I interpret your question in the following way:
Question. If $p$ is a prime, $R$ has characteristic $p$, $M$ is a submodule of $R^n$ and $\phi \colon R^n \to R^n$ is an automorphism of $R^n$, then $\phi(M^{[p]}) = \phi(M)^{[p]}$?
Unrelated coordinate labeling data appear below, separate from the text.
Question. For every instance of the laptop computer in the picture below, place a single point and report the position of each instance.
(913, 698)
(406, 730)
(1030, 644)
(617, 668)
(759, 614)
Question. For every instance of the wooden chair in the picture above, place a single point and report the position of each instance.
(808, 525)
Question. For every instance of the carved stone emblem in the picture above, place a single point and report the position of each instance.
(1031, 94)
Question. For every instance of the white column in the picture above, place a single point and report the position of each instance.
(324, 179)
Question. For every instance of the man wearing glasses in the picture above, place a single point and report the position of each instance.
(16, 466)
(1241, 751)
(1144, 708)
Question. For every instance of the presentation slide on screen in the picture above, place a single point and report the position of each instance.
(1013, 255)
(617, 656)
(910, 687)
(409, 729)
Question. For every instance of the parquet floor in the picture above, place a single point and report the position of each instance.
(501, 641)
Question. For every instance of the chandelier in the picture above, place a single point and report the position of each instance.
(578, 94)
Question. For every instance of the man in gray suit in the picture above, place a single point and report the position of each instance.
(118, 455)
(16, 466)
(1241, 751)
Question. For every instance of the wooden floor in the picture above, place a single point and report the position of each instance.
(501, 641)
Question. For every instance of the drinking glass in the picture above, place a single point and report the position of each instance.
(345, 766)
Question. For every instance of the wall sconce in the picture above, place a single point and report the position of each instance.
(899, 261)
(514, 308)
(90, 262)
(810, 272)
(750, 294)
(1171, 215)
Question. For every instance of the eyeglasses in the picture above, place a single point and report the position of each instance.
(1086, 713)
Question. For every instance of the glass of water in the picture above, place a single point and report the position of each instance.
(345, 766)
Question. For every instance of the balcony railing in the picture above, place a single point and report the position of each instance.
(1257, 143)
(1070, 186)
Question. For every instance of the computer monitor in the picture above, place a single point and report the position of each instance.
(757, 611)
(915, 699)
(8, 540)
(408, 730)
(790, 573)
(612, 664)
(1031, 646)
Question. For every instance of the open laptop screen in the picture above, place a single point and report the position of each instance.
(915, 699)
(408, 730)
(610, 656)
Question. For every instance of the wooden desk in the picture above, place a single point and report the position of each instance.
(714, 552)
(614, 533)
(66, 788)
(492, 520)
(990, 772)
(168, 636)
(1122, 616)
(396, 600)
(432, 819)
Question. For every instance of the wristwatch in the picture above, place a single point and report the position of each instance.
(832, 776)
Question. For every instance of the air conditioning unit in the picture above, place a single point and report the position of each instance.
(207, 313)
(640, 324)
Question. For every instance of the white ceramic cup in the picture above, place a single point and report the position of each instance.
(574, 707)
If $n = 1$, the answer is yes. A submodule of $R$ is an ideal $I$ of $R$ and an automorphism $\phi$ of $R$ is simply the multiplication by an invertible element $\mu$ of $R$. We have $ \phi(I^{[p]}) = \mu I^{[p]} = I^{[p]} = \mu^p I^{[p]} = \langle \mu^p a^p \mid a \in I \rangle = (\mu I)^{[p]} = \phi(I)^{[p]}. $
If $n \geq 2$, the answer is no. Consider the submodule $M$ of $R^2$ generated by $(0,1)$ and consider the automorphism $\phi$ of $R^2$ given by the matrix $ \phi = \begin{pmatrix} 1 & t \\ 0 & 1 \end{pmatrix}, $ where $t \in R$ is an element such that $t^p \neq t$ (for example you can pick $R = \mathbb{F}_p[t]$). Now we have: $ \phi(M^{[p]}) = R \begin{pmatrix} t \\ 1 \end{pmatrix} $ $ \phi(M)^{[p]} = R \begin{pmatrix} t^p \\ 1 \end{pmatrix}. $ (Note that we haven't used the fact that $p$ is prime.)